Iranian Shia cleric (1954–2012)

Ahmad Ghabel (احمد قابل) was an Iranian Hojjatoleslam Shia Muslim cleric, theologian, seminary lecturer, researcher, and author.

He was a follower of the dissident cleric Ayatollah Hossein Ali Montazeri and was detained several times by the Iranian government. He died on 22 October 2012 while on hospital arrest.

== Biography ==
While working as a journalist for Hayat-é-No he was arrested on 31 December 2001, upon orders of the Special Court for the Clergy. This earned the protest of the international press watchdog group Reporters Without Borders After his release he went into exile in Tajikistan.
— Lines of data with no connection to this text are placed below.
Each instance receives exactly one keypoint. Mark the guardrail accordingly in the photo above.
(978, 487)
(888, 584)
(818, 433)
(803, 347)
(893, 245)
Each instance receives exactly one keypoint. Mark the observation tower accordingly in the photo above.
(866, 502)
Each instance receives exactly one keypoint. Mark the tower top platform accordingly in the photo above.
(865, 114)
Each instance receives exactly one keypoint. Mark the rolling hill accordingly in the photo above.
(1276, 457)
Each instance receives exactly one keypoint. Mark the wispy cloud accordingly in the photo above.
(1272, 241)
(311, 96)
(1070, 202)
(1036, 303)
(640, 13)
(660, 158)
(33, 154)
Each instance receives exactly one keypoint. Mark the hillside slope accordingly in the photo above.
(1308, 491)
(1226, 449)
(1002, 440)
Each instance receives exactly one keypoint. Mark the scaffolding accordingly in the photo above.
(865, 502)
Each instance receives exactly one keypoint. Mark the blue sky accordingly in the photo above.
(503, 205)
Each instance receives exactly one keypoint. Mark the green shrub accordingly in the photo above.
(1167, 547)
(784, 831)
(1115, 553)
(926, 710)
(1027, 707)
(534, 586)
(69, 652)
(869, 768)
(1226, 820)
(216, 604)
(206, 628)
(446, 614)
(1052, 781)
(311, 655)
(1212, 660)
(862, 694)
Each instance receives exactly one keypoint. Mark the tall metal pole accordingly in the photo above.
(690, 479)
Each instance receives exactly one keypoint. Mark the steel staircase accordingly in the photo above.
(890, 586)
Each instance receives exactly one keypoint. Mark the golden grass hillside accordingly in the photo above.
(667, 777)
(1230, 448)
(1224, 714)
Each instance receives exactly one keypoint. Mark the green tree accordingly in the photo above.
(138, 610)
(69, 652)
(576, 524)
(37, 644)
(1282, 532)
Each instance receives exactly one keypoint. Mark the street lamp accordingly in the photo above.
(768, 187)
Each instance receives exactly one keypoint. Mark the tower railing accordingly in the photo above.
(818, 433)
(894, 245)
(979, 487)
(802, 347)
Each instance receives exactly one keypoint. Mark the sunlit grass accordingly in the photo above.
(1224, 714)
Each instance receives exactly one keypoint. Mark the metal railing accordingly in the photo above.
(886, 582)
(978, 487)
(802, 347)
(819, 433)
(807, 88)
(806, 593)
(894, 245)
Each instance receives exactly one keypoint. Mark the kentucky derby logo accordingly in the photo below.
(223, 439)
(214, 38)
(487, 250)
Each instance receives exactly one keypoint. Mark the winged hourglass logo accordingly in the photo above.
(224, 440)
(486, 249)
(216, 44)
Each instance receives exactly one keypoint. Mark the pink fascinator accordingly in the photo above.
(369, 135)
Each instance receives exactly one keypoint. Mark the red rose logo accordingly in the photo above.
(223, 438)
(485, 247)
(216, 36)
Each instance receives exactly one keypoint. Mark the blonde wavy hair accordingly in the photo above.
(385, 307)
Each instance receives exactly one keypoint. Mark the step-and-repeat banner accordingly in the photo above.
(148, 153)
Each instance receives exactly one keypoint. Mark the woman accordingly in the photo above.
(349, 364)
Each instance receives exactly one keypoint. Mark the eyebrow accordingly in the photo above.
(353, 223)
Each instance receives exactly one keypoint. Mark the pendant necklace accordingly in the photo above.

Ghabel has issued a fatwa about hijab or head and neck covering for Muslim women. He argues that only covering the body of Muslim women is obligatory, and covering other parts of the body like hair and neck are recommended.

In December 2009, he was arrested on his way to Qom to attend the funeral of Grand Ayatollah Hossein Ali Montazeri. Before this, he was working on a project entitled "Wisdom and Religion". According to kaleme, a reformist website, he was freed on bail after 170 days in jail but was then re-arrested in the summer of 2010 for exposing "secret mass executions at Vakilabad Prison in Mashhad and his criticism of the Supreme Leader,".

On December 14, 2010, he was convicted of working against the ruling system and insulting the country's supreme leader, and was sentenced to 20 months in jail, and was given 20 days to appeal. He started serving his sentence in July 2011 but was transferred to a hospital that summer in order to do surgery on a brain tumor.

He died on 22 October 2012 while on hospital arrest, after a six-day coma.